CVSS describes the intrinsic severity of a vulnerability in isolation and is essentially static. Dynamic severity scoring is computed per event at runtime and folds in asset criticality, ATT&CK technique weight, identity risk, and cross-source confidence — so the same raw signal produces different priorities depending on what it targets and what else is happening. CVSS can feed the baseline; the dynamic layer contextualizes it.
Should scoring use machine learning instead of weighted multipliers?
Start with deterministic, auditable multipliers. SOC triage demands explainability: an analyst must be able to see why an event scored 9. The weighted model gives you a full decision record for every alert. Analyst disposition (true/false positive) can later refine the weight tables through Bayesian updating, but a black-box model that cannot justify an escalation is hard to operate and harder to defend in an audit.
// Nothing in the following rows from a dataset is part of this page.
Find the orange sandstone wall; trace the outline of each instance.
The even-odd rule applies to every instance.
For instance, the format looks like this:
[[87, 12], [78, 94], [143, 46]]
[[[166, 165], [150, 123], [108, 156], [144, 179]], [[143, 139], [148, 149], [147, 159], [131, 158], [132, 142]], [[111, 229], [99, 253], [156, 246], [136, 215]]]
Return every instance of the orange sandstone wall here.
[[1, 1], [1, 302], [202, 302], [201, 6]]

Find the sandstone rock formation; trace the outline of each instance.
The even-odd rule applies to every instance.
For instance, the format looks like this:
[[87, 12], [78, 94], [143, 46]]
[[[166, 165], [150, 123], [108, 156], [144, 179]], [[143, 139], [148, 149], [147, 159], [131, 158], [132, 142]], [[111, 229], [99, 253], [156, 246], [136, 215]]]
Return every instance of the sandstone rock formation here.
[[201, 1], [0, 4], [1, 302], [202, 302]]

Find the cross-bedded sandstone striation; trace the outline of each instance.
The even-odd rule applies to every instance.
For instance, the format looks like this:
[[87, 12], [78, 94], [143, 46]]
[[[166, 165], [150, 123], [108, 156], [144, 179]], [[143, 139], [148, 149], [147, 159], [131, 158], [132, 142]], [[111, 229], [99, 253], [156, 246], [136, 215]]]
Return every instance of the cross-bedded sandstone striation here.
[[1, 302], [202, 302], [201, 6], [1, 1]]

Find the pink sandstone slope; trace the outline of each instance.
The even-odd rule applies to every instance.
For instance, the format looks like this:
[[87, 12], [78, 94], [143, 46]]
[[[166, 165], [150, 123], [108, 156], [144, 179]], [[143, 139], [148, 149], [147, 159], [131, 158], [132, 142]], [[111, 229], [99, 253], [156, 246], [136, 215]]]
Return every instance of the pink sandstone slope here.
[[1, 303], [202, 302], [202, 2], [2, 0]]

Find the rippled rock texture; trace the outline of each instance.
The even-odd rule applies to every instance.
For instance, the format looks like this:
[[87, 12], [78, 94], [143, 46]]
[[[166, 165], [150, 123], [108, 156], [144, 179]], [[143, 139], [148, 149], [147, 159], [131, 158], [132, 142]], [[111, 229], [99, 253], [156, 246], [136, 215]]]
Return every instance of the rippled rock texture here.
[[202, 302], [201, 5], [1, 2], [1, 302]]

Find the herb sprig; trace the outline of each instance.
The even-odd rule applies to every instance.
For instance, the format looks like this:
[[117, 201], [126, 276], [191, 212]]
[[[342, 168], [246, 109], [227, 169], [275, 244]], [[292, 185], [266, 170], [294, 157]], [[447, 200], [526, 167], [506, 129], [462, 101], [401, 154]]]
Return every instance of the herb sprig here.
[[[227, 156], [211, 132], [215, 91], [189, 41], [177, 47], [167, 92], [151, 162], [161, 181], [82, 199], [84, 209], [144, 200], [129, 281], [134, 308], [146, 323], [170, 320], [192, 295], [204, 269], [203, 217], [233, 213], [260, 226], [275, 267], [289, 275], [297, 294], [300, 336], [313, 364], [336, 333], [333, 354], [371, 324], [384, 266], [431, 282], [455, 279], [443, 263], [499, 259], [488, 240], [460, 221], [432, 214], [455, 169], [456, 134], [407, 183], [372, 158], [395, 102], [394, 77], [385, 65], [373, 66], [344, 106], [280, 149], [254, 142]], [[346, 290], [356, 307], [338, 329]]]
Where does the scoring stage belong in the pipeline?
Downstream of normalization, enrichment, and correlation; upstream of routing and SOAR dispatch. Scoring must be synchronous and CPU-bound, so all network-dependent enrichment (CMDB, threat intel, identity risk) has to be resolved before the event arrives. Keeping it stateless lets you scale it horizontally by stream partition.
How do I prevent score inflation during a log storm?
The logistic decay already saturates individual scores toward the ceiling rather than overflowing. For storm conditions, combine it with rate limiting and deduplication in the correlation layer, and recalibrate actionable thresholds with rolling baselines so a volume spike does not flood triage. See the threshold tuning guidance for adaptive cutoffs.